To complement service design, healthcare stakeholders also need access to a broad array of data and advanced analytics capabilities. Health plans and Medicaid agencies may be accustomed to studying claims data, while hospitals and other providers may focus on electronic medical record data. The key is to bring that information together along with additional third-party data to surface important insights related to social risk factors.
These insights will help in understanding individuals and crafting personalized engagement and supports to meet them where they are—and, ultimately, enable better outcomes.
When stakeholders operate in silos, it stymies the exchange of information around social needs, costs and available services.
There has been a lack of well-established referral networks across healthcare, human service, social and community organizations.
When payers can’t quantify the costs AND value of services rendered, they can’t evaluate feasibility or ROI of socially focused interventions.
Upstream investments in social factors have a much longer horizon for realizing cost benefits, yet payers often look for immediate cost savings.
Economic stability. Education. Neighborhood and home environment. Social and community context. While there’s no “prescription” for addressing these social factors, they have a vast impact on every individual’s health and wellness.
Unraveling and addressing these factors starts with a bold vision for combining new insights, technologies and partnerships to address the needs of individuals—whether patients, members, health or social care providers, or citizens.
Person-centered health weaves together comprehensive, effective interventions that help address social risk factors and improve health outcomes. To advance toward person-centered health, payers, providers and public sector health entities need proven ways to:
Support development of culturally competent and relevant offerings to help people overcome the obstacles to address social determinants of health.

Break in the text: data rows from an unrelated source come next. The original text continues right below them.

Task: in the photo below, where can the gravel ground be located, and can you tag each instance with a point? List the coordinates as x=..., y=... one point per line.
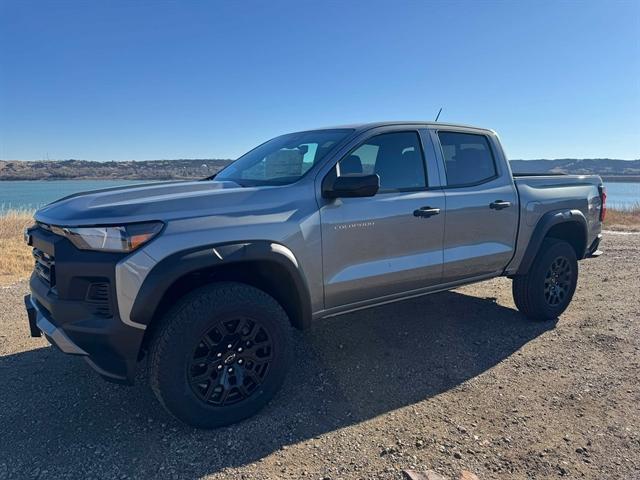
x=452, y=381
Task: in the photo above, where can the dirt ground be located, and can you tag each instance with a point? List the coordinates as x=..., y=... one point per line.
x=452, y=381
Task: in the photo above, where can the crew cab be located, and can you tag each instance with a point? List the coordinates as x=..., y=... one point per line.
x=204, y=280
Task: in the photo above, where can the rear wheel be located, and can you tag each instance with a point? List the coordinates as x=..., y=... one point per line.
x=547, y=289
x=220, y=354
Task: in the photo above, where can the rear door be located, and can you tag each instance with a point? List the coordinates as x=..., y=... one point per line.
x=482, y=205
x=379, y=246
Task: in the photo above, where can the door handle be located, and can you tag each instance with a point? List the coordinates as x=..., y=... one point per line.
x=426, y=212
x=499, y=205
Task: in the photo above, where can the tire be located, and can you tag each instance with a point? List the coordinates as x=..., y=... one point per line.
x=220, y=354
x=545, y=292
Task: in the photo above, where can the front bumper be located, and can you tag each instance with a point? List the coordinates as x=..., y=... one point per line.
x=78, y=312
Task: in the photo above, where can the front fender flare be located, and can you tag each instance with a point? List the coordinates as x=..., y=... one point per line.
x=169, y=270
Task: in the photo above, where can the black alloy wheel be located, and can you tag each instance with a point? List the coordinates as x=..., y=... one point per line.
x=230, y=362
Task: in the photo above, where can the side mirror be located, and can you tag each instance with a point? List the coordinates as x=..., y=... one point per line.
x=353, y=185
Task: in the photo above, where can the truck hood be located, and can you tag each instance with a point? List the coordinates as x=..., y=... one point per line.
x=156, y=201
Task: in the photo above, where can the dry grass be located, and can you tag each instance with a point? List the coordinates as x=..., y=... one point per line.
x=16, y=261
x=624, y=220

Collaborate across health providers and community and human service organizations to develop new and innovative solutions.
Drive a deeper understanding of specific social determinant factors that drive individual health outcomes.

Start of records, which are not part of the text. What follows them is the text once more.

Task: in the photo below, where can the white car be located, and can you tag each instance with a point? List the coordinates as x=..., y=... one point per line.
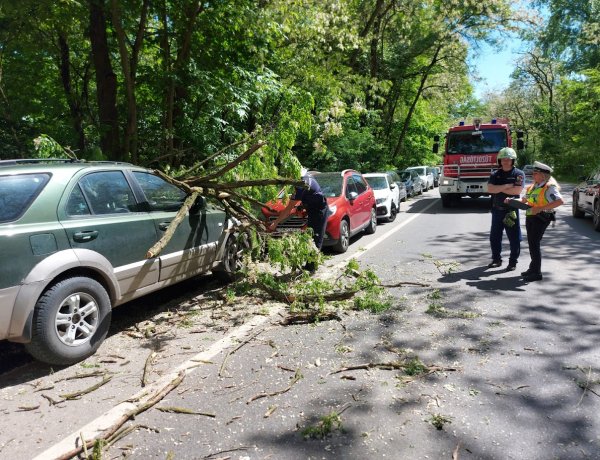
x=387, y=195
x=425, y=175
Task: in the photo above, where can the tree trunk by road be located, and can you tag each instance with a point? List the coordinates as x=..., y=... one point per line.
x=106, y=83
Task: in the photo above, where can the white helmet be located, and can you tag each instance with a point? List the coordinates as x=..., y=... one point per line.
x=507, y=152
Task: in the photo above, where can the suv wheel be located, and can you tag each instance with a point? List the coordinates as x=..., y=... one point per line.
x=70, y=321
x=372, y=223
x=236, y=246
x=344, y=241
x=578, y=213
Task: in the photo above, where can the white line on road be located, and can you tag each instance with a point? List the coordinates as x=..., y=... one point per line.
x=382, y=238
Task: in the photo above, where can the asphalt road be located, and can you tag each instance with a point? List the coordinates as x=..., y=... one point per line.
x=512, y=368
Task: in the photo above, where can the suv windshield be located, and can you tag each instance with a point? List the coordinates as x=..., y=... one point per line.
x=489, y=141
x=330, y=183
x=18, y=192
x=377, y=182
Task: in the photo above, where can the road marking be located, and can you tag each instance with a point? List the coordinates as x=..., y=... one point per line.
x=382, y=238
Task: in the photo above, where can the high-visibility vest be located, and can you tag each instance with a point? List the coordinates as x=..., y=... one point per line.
x=536, y=196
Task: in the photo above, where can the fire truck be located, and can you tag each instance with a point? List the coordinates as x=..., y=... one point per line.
x=469, y=154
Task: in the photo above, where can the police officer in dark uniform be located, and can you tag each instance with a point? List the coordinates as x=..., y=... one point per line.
x=314, y=202
x=505, y=182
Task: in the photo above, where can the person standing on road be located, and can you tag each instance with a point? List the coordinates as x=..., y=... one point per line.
x=505, y=182
x=312, y=199
x=543, y=196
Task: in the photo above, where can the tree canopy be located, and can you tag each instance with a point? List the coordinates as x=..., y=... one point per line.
x=360, y=84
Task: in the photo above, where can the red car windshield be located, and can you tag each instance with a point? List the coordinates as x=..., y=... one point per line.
x=330, y=183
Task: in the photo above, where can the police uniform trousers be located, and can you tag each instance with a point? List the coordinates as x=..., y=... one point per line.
x=513, y=233
x=535, y=226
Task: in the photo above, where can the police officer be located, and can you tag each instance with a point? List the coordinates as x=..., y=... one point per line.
x=505, y=182
x=314, y=202
x=543, y=196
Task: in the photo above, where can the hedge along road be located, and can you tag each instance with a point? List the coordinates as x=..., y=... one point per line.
x=500, y=369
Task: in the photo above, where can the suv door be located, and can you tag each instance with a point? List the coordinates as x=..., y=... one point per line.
x=193, y=247
x=364, y=204
x=99, y=213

Calculate return on investments for implementing SDOH programs with a holistic, multi-stakeholder approach that apportions risk and reward fairly.
By moving upstream to understand root causes of chronic disease, we can begin to change how we engage with people, creating personalized, culturally competent experiences to build trust and bring them the help they need at the moments that matter.
Everything it takes to do that—including human-centered design techniques, advanced data analytics, digital technologies and ecosystem management approaches—is ready.
Stakeholders no longer face a choice between better outcomes or spending smarter. Through person-centered health, it’s possible to achieve both.